Из своих трех идеальных подруг он выбирал одну: «Когда она приходила, горели свечи, и она пела вместе со мной дуэт. Я стоял за ней… и думал, что было бы замечательно украсить цветами ее волосы». Эта фантастическая женщина была средоточием его ностальгических настроений, символом счастья. Говоря с ней, он «…каждый раз обнаруживал в голосе, в речи и образе мысли своей подруги отголосок вечной женственности, вызывавший у него горячее и нежное чувство».
Предчувствовал ли Герман возможность взаимности? Получала ли ответное пожатие робко протягиваемая им рука? Был ли он уверен, что где-то существует та милая и добрая девушка, которая способна любить и избавить его от страхов, обладающая редким умением радоваться и понимать? Та подруга, которую он сможет пригласить в свой поэтический сад и которая будет смотреть ему прямо в глаза без презрения?
В конце ноября 1897 года он получил письмо: «Ах! Что скажешь, когда кто-то несколькими словами затрагивает в нас струну, которая потом долго-долго вибрирует? И тогда все время оборачиваешься и прислушиваешься к этому глубокому звуку, исполненному мистического очарования. Это состояние настолько трудноуловимо, его природу трудно постичь… Может быть, поэт лишь пожмет плечами на письмо молодой девушки, давшей ему руку и замолчавшей?» Внизу стояли подпись некой Елены Войт и вчерашнее число, письмо было отправлено из северной области Мариенгофф. Четыре дня листок оставался на столе Гессе. Четыре дня он размышлял над ответом, живость которого удивляет: «Моя глубокоуважаемая мадемуазель, большое спасибо! Я сидел, устав от работы, рядом со своим другом. Это неизвестный артист, он играл для меня на скрипке старинный и простой гавот, а я думал о вас, то есть о тех немногих, которых я хочу видеть своими читателями…» Потом прорывается болезненная нотка: «Я так мало привык к дружбе и к милостям. Ваше письмо доставило мне радость». И рассудительно: «Я шлю вам привет, вам и Северу. Я прибалт по крови и люблю Север, его пейзажи и его людей. Подумайте обо мне, слушая Шопена — „Баркароллу оп. 60“ или „Ноктюрн оп. 62“».
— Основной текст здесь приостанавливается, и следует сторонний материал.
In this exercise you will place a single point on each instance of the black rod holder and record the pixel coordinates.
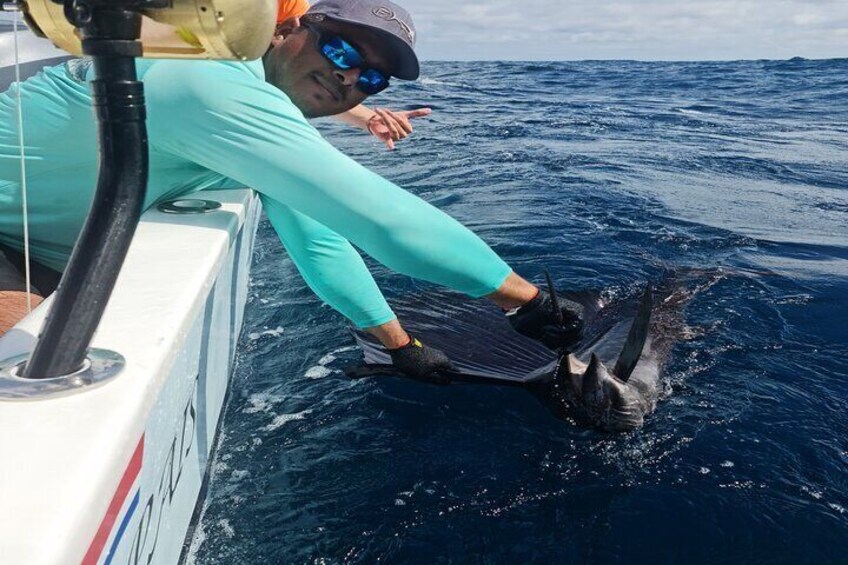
(110, 31)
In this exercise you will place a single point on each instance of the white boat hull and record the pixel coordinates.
(112, 474)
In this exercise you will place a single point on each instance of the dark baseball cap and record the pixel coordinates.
(386, 19)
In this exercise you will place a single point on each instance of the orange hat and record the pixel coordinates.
(291, 9)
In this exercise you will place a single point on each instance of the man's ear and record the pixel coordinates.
(285, 28)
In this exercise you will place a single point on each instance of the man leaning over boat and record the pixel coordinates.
(214, 124)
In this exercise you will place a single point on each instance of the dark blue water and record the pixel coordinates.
(606, 173)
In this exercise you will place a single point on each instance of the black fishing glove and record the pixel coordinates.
(537, 320)
(420, 362)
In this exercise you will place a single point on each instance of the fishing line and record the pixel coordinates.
(23, 160)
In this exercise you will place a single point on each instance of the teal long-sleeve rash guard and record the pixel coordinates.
(217, 125)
Кто была эта таинственная корреспондентка, не постеснявшаяся позвонить в «Фуае дю поэт», чтобы узнать адрес Гессе, и в волнении писавшая уверенным почерком на дорогой бумаге, источавшей едва уловимый аромат духов? Молодая и богатая фермерша из области Шлезвиг-Хольстен, расположенной на границе с Данмарком, жила в одном из почти островков на суше, окруженных живой изгородью, которую крестьяне сажали, чтобы защититься от сильных ветров. Она родилась среди дубовых посадок, сменяющих друг друга приливов и отливов, близ обнажающихся пространств песка со следами морской соли. Ее детство протекло между пахотой и сенокосом в обществе четырех братьев и сестер в деревнях с каменными церквями и в тени лесов с разбросанными по ним средневековыми замками. Воспламененная гордостью за свои родные земли, она написала сборник новелл под названием «Жители Шлезвиг-Хольстена» и в двадцать лет снискала свой первый литературный успех.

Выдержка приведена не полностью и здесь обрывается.